His first children were: Eliza,  Maria, John II., Patrick, James and William. Maria married Rev.  David R. McAnally, editor of the Christian Advocate, of St. Louis, and she died in 1862; Eliza married a lawyer named Williams, of Ashland, North Carolina, who moved to St. Louis l861; both died the same year Mrs. McAnally died. Rev.  John H. Thomson, a Methodist preacher, the last of his first children, died in 1880, at Ashland, Kentucky.

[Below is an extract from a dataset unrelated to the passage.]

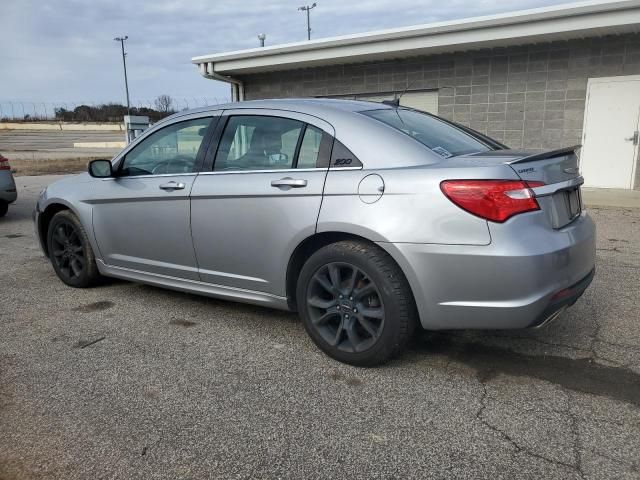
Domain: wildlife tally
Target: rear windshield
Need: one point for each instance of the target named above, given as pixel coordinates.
(443, 138)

By his second marriage there were nine children, named Caroline A., Milton V., Catherine S., William Preston, James Winston, Evans Shelby, and Columbus Keyes; Sarah Jane and Mary Jane died in infancy; Caroline married  John S. Darnaby, she had two children, and died in 1850. Catherine S. married William N. Peery, and she is dead. William Prestonand James W. died young; Evans Shelby went to California for his health, and came home and died shortly after; Columbus K. enlisted in the Twenty-third Regiment Missouri volunteers, was captured the 6th of April, 1862, at the battle of Shiloh, was paroled July, 1862, contracted the chronic diarrhea, got back as far as Nashville, Tennessee, where he was taken to the
hospital; Milton went after him and brought him home, and he died soon after. Milton is the only living representative of Dr. Thompson's family. Dr. Thompson died November 22, 1848. His wife survived him until October 1851. She was born iin Washington County, Virginia, in 1802.